Sylvester Manor in Shelter Island, the 1737 Maonr

Sylvester Manor in Shelter Island, the 1737 Maonr House believed to be the earliest Georgian on the East End. The side porches were an 1908 addition, Wednesday, Sept. 24, 2014. Credit: Randee Daddona

Sylvester Manor, the Shelter Island plantation where African-American slaves labored alongside American-Indian and European servants a century before the American Revolution, is a candidate for the National Register of Historic Places.

Gov. Andrew M. Cuomo last week announced that the 225-acre estate, now a nonprofit organic farm, is among 22 properties the New York State Board for Historic Preservation recommended for the national list of 90,000 sites.
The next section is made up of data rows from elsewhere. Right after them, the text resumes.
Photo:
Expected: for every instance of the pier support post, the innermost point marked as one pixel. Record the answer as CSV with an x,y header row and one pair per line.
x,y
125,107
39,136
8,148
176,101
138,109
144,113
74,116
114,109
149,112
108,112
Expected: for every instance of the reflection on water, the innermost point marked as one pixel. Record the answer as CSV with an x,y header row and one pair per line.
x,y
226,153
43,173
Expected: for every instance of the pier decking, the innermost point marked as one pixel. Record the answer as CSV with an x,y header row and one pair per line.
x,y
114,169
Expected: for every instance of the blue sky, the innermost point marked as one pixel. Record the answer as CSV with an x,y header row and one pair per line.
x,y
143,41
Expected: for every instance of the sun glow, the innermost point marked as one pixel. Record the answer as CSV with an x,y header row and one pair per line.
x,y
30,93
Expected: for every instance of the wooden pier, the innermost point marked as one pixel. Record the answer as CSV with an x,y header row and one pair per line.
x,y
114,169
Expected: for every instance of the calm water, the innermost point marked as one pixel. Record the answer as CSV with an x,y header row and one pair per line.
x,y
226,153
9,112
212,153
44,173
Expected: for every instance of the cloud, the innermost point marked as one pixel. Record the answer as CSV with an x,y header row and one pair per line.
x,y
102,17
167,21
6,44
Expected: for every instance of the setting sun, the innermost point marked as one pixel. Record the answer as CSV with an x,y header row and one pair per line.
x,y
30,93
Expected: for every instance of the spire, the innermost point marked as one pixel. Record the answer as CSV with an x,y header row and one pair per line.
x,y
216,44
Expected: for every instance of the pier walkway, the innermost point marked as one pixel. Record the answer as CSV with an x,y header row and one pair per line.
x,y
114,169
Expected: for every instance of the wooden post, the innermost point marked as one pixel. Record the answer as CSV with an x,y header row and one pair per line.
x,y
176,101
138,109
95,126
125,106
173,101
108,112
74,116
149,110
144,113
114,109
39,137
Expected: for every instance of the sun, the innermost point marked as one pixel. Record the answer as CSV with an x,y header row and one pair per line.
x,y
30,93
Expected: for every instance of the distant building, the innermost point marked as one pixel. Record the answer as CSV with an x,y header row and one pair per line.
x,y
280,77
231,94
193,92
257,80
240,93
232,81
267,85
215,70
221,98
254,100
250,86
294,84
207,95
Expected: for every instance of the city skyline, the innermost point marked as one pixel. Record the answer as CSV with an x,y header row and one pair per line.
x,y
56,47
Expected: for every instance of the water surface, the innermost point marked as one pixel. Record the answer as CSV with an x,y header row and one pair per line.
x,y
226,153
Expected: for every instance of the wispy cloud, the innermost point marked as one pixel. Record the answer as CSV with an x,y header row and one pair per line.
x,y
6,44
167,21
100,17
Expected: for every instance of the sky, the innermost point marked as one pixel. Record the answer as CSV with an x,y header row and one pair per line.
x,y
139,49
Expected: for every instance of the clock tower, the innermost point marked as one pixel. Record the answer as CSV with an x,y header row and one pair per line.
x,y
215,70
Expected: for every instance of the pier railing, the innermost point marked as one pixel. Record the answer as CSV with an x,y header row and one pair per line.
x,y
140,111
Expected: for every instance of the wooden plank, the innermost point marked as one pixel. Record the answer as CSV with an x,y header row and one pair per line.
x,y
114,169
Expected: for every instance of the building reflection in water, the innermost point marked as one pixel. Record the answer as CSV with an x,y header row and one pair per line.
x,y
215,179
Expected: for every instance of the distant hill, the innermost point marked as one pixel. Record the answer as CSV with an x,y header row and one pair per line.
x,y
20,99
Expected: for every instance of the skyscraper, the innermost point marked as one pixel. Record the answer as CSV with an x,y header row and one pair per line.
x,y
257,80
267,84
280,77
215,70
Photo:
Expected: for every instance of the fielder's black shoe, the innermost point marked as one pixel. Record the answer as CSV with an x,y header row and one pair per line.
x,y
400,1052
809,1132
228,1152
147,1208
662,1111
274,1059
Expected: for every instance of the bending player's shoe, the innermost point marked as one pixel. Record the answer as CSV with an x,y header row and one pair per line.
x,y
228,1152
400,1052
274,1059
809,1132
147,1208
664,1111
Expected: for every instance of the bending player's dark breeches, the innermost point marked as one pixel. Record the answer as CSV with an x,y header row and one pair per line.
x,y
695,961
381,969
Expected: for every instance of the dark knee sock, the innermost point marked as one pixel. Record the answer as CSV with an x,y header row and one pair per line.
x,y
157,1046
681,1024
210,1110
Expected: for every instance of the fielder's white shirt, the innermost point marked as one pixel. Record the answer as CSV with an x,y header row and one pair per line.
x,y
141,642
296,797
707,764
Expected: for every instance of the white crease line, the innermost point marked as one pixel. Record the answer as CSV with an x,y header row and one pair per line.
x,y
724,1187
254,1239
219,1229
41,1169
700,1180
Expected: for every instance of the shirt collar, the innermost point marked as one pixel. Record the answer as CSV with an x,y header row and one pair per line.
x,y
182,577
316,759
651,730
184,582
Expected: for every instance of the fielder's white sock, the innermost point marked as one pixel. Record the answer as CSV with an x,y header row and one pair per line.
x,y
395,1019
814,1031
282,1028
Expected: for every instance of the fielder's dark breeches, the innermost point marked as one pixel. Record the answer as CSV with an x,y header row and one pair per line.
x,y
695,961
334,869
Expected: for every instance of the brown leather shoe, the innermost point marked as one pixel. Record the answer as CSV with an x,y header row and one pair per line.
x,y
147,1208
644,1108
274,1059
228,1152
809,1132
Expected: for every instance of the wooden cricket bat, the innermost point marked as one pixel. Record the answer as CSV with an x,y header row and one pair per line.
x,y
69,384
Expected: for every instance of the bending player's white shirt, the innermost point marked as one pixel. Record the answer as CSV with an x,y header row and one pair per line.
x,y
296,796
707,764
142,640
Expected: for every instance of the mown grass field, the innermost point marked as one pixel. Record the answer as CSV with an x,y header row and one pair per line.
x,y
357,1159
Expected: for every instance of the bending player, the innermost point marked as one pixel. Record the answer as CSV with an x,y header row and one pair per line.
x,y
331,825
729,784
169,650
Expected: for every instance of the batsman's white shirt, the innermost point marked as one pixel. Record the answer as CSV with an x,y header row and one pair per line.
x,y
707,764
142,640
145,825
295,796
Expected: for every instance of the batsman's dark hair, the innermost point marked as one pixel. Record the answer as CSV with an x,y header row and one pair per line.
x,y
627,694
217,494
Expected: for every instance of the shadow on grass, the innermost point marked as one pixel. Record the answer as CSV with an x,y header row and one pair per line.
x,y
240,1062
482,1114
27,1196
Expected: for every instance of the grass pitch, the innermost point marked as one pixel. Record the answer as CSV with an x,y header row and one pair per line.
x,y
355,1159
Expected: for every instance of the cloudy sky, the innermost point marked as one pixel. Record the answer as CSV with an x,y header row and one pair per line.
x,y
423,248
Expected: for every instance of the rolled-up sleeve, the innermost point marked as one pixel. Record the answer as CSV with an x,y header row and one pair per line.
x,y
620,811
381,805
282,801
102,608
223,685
Modern-day Sylvester Manor -- a Georgian Colonial house overlooking a creek and surrounded by woods, meadows, vegetable fields, a windmill and barns -- is what remains of the plantation Nathaniel Sylvester founded after he and three partners bought all of Shelter Island in 1651, hoping to produce food and other provisions for their two sugar plantations in Barbados.

The Sylvester family held the estate for nine generations, selling it piece by piece, until 10th-generation descendant Eben Fiske Ostby and his nephew, Bennett Konesni, founded the Sylvester Manor Educational Farm in 2009. Ostby later gave almost all his family's remaining land to the nonprofit.

Historians have combed the grounds and reams of documents found in a vault in the estate's manor house, seeking insight into a place where people of different cultures -- whether brought by force, or seeking fortune -- lived and worked together.

Nathaniel Sylvester brought the first three slaves in what later became Suffolk County to the plantation in 1653. Manhansett Indians, stripped of their lands, and European immigrants, many of them from Ireland, also worked there as indentured servants, historians said.

"It's a place that has acted like a magnet for all these cultures," said Mac Griswold, a historian who last year published "The Manor: Three Centuries at a Slave Plantation on Long Island."

Griswold called the manor "a capsule of what America has represented, for good and for bad."

Members of African-American tour groups have wept while viewing slaves' attic quarters and prayed at the site of 200 unmarked graves where slaves and American Indians were buried, said Maura Doyle, historic preservation coordinator for the nonprofit Sylvester Manor Educational Farm.

"What we are finding is that this property is becoming a sort of place of reverence and reconciliation among some of the larger descendant communities here on Long Island," Doyle said.

Sylvester Manor Educational Farm also hosts aspiring farmers, who live on the estate growing vegetables, raising sheep and learning traditional work songs.

A National Register designation would open up grant opportunities that could help the nonprofit with a number of restoration projects, such as fixing up the manor house, built in 1737.But the nonprofit's directors already consider themselves lucky.

"The stars really aligned for this place," said Sara Gordon, the strategic director. "A whole lot of things could have happened to it. It could have been a lot of houses. Now it's this extraordinary project with the potential for joy and reconciliation and delicious food."